Micro reaction plant

Flowsheet simulation of integrated precipitation processes examined for the case of a modular micro reaction setup

Institut:: Lehrstuhl für Feststoff- und Grenzflächenverfahrenstechnik, FAU Erlangen-Nürnberg
Projektleiter:: Prof. Dr.-Ing. W. Peukert, FAU Erlangen-Nürnberg
Bearbeiter:: Dipl.-Ing. M. Haderlein, FAU Erlangen-Nürnberg
Dr.-Ing. D. Segets, FAU Erlangen-Nuremberg

Project goal

Precipitation is an important process for the synthesis of nanoparticles with novel properties. This is not limited to single-phase spherical metal and semiconductor nanoparticles, but also allows the production of complex multiphase systems, inorganic core-shell particles and shape anisotropic structures such as rods. Core-shell particles are applied in solar cells, medical imaging and pharmacy; multiphase systems find application in catalysis and batteries; shape anisotropy plays an important role in optoelectronic applications and hard drives. This project studies both, reaction controlled and mixing controlled systems using the example of a modular micro reaction technology based setup from Ehrfeld Mikrotechnik BTS GmbH. Thanks to the modular design, the setup can be adapted to each special case considered.

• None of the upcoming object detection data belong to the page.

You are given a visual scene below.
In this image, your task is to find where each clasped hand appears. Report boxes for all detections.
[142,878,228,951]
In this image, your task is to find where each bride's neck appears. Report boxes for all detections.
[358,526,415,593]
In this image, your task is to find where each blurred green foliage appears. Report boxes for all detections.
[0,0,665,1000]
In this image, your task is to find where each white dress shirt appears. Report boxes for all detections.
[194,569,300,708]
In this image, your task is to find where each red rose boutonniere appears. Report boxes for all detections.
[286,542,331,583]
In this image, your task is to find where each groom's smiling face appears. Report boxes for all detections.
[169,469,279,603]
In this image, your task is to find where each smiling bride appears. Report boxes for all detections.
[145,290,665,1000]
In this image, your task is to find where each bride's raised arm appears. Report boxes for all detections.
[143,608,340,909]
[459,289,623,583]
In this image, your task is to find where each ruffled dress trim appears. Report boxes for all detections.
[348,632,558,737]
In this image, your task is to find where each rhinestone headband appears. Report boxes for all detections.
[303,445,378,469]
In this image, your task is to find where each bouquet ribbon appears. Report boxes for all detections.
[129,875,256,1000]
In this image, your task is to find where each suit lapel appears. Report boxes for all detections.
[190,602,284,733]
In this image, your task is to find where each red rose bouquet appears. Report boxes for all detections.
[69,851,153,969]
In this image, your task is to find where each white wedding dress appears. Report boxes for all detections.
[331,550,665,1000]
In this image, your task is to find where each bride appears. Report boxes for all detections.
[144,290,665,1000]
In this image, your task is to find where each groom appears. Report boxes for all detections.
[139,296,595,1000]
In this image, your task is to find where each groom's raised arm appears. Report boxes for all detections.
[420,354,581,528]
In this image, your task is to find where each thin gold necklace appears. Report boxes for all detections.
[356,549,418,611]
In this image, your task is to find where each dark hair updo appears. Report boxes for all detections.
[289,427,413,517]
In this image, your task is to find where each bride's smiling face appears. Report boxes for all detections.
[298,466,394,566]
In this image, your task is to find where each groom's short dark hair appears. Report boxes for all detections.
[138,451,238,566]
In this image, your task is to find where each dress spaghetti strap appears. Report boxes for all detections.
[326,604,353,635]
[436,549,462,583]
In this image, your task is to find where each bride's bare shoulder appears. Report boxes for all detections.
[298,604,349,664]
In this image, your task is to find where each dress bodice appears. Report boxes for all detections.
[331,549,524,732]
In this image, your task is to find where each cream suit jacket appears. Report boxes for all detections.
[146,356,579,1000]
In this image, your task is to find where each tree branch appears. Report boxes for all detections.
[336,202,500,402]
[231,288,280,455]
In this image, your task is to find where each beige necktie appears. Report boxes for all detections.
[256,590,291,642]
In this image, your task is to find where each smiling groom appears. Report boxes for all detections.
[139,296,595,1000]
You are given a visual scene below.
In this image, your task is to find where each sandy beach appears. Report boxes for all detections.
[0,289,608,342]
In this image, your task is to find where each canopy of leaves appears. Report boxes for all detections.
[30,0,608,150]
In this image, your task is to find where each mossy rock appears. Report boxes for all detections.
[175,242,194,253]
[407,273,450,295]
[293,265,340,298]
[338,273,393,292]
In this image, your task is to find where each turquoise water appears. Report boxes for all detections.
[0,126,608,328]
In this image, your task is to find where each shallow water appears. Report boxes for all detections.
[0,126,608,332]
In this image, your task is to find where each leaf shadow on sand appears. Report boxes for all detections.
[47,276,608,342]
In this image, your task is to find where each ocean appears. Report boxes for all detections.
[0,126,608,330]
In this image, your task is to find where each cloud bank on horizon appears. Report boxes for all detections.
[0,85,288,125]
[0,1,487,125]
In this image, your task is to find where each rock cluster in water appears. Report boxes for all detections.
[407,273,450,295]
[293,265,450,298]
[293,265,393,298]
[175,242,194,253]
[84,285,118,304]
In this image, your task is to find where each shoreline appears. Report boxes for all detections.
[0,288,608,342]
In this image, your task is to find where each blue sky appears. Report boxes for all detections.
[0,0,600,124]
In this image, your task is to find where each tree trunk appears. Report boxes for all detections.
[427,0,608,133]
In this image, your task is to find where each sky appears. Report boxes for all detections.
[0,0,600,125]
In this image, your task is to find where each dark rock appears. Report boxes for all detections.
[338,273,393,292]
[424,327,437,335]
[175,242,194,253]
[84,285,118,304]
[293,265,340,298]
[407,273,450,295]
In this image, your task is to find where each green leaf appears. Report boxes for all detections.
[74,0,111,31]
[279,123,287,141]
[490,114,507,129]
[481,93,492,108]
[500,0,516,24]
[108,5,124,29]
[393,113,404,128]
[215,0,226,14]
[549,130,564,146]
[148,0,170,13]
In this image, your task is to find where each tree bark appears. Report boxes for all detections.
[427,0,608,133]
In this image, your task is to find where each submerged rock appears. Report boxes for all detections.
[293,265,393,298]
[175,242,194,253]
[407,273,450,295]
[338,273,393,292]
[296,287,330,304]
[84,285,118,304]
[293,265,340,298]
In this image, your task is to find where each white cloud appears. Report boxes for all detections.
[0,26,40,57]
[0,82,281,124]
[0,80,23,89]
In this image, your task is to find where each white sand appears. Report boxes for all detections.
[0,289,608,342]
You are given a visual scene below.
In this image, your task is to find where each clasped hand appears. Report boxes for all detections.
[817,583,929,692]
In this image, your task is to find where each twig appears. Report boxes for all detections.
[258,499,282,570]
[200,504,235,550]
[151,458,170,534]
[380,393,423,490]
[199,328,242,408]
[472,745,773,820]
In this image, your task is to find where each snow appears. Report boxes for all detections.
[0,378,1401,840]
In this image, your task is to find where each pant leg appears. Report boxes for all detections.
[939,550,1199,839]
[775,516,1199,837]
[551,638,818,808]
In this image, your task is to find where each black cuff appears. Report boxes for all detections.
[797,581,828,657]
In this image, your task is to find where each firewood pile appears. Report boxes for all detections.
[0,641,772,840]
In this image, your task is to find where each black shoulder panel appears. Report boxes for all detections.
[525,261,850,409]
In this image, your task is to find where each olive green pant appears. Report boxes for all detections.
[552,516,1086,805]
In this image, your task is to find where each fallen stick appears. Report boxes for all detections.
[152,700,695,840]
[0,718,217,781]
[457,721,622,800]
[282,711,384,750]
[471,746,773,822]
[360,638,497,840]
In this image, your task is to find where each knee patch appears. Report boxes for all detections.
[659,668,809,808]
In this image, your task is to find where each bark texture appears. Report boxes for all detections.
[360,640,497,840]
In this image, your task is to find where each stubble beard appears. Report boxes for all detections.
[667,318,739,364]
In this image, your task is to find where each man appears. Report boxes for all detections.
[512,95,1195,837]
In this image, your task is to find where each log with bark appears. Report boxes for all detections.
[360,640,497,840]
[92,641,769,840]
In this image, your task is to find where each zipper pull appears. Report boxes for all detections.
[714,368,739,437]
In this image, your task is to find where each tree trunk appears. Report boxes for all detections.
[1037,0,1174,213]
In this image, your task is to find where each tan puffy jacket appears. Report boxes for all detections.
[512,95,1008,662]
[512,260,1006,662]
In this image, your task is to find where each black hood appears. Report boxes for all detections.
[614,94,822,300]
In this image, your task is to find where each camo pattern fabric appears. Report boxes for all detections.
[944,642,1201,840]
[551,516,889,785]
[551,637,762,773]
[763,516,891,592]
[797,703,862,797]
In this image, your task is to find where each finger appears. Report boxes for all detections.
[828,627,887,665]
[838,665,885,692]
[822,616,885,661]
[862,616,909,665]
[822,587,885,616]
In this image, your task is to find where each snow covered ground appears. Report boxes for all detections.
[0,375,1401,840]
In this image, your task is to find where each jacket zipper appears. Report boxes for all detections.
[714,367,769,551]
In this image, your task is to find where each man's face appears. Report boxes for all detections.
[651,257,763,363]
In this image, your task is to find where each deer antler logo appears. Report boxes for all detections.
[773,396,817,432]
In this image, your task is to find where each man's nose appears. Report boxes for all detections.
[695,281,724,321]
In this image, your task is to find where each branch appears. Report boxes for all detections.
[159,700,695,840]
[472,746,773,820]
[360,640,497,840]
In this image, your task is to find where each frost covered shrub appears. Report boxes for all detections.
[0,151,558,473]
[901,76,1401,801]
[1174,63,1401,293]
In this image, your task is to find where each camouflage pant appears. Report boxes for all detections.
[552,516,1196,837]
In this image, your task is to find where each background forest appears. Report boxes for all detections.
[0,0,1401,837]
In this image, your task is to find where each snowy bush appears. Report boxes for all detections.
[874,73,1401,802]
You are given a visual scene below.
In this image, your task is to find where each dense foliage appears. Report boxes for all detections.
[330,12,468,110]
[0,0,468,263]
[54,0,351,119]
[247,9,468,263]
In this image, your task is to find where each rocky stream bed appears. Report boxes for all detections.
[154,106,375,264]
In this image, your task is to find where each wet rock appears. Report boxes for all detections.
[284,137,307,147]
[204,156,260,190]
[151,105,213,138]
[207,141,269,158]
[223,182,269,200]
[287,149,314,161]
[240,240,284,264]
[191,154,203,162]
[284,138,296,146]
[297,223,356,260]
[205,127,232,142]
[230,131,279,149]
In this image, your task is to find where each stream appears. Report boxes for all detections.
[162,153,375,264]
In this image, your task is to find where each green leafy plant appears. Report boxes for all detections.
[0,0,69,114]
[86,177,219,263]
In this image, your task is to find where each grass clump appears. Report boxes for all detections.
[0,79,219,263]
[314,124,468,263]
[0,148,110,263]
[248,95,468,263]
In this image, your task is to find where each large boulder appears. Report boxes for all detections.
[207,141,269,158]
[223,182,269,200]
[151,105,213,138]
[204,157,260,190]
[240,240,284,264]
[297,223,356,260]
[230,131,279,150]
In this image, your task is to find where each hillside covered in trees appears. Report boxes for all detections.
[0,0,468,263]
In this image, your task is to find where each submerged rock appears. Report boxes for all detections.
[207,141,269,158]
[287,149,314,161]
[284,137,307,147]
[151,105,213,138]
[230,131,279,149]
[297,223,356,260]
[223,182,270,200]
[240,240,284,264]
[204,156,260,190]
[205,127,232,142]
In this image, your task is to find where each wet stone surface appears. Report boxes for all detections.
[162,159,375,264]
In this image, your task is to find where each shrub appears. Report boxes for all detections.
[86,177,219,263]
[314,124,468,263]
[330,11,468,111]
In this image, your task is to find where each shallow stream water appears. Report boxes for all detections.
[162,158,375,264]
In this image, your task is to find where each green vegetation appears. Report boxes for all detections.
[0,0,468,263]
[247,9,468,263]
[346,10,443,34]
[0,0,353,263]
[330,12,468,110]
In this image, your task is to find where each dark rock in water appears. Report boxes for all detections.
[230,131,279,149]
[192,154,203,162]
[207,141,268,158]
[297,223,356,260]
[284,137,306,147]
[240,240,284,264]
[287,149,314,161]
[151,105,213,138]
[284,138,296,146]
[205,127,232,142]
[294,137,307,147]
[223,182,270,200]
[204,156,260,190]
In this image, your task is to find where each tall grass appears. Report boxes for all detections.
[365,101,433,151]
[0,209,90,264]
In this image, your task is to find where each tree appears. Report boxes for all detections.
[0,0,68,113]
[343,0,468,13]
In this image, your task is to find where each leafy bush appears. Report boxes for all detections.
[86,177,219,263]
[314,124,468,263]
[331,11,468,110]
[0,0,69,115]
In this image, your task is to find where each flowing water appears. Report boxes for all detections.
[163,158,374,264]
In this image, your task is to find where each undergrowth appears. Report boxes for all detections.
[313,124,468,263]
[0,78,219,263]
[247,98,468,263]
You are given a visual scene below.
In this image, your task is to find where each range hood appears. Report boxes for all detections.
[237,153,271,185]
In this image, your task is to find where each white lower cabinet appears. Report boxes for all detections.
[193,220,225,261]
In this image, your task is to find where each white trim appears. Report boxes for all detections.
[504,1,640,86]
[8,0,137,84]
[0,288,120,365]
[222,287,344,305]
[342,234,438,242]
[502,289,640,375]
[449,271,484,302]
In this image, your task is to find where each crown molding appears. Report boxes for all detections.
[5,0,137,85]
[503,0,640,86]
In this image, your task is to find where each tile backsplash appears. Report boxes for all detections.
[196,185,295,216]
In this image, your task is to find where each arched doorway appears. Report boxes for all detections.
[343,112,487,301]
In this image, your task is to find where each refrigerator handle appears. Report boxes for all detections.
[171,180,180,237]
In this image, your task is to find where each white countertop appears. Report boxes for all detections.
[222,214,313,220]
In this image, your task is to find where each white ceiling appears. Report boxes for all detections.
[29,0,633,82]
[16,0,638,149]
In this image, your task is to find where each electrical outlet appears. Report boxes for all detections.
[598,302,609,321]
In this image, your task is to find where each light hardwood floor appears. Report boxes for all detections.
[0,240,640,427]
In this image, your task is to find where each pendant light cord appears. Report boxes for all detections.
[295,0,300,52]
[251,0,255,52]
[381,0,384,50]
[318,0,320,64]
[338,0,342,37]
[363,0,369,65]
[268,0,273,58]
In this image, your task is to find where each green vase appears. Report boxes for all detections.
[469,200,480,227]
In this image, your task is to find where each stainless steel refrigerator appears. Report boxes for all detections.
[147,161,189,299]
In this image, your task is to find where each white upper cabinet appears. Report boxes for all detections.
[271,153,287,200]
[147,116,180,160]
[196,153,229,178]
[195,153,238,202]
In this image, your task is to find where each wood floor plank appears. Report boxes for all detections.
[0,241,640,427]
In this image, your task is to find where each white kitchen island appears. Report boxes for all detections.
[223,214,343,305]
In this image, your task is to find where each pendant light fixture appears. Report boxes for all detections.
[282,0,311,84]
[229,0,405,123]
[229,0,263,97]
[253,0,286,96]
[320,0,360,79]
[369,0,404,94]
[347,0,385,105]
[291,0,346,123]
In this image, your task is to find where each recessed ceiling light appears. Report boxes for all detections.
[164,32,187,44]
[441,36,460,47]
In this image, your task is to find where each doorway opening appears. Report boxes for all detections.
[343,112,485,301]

Aim of this project is the development of a widely applicable module for the dynamic flow sheet simulation of precipitation processes by means of a micro-reaction technology setup and implementation in the framework simulation program Dyssol.

Project evolution up to date

Study of reaction and mixing controlled systems.
Development of models that can be adapted to various material systems.(See Fig. 2)
Reaction controlled systems are calculated on the basis of instantaneous, ideal mixing

Sketch of the general precipitation module. All sub-models are linked to consider the impact of the sub-processes as well as competitive solid formation processes

Reaction controlled Systems:

Reaction controlled material systems were modeled with the example of ZnO nanoparticles. An efficient module for Ostwald ripening was developed and validated. The developed module is not limited to ZnO, but was also applied to other quantum materials. Validation with CdSe was done and the resulting data is a starting point for the bivariate case in the next sponsoring round.
Optimizing self-similar PSDs is realized in a three step process, which involves mixing and growing of batches of differently sized particles. The resulting particle ensembles feature significantly narrower size distributions and thus more precisely defined properties.

Mixing controlled systems

Development of a reduced mixing model, which consists of four mixing zones. Mass transport over the four zones is used to initiate solid formation. The Villermaux reaction was used for experimental validation.
The individual partial models were joined to consider the influence of mixing and complexing as well as numerous concurring solid phase processes.
Modeling mixing controlled systems is done with the direct quadrature method of moments (DQMOM). A hybrid approach is used to model an unlimited number of solid phases. Coupling is done over the mass balance. Processes that occur in only one phase are modeled via the according PB. Processes occurring over more than one phase require more specific approaches

Work program

The future work program splits into three sections:

Extension of the precipitation module for bivariate population balances: The existing mixing controlled precipitation model is extended in terms of handling bivariate population balances to account for e.g. shape anisotropy and oriented aggregation.
Development of a generalized precipitation module for the dynamic flow sheet simulation: A flow sheet module describing Ostwald ripening has already been developed. This module is extended by the work on mixing controlled systems. Thus, various features of precipitation processes will be described for many different material systems.
Development of a module for process optimization: Besides the process simulation environment, the groups of Heinrich (Z project) and Leugering develop an environment for process optimization which requires additional modules. A respective module describing the full model shown in Figure 2 (mixing, hydro chemistry, population balances, mass balance) is developed in close collaboration with group of Heinrich.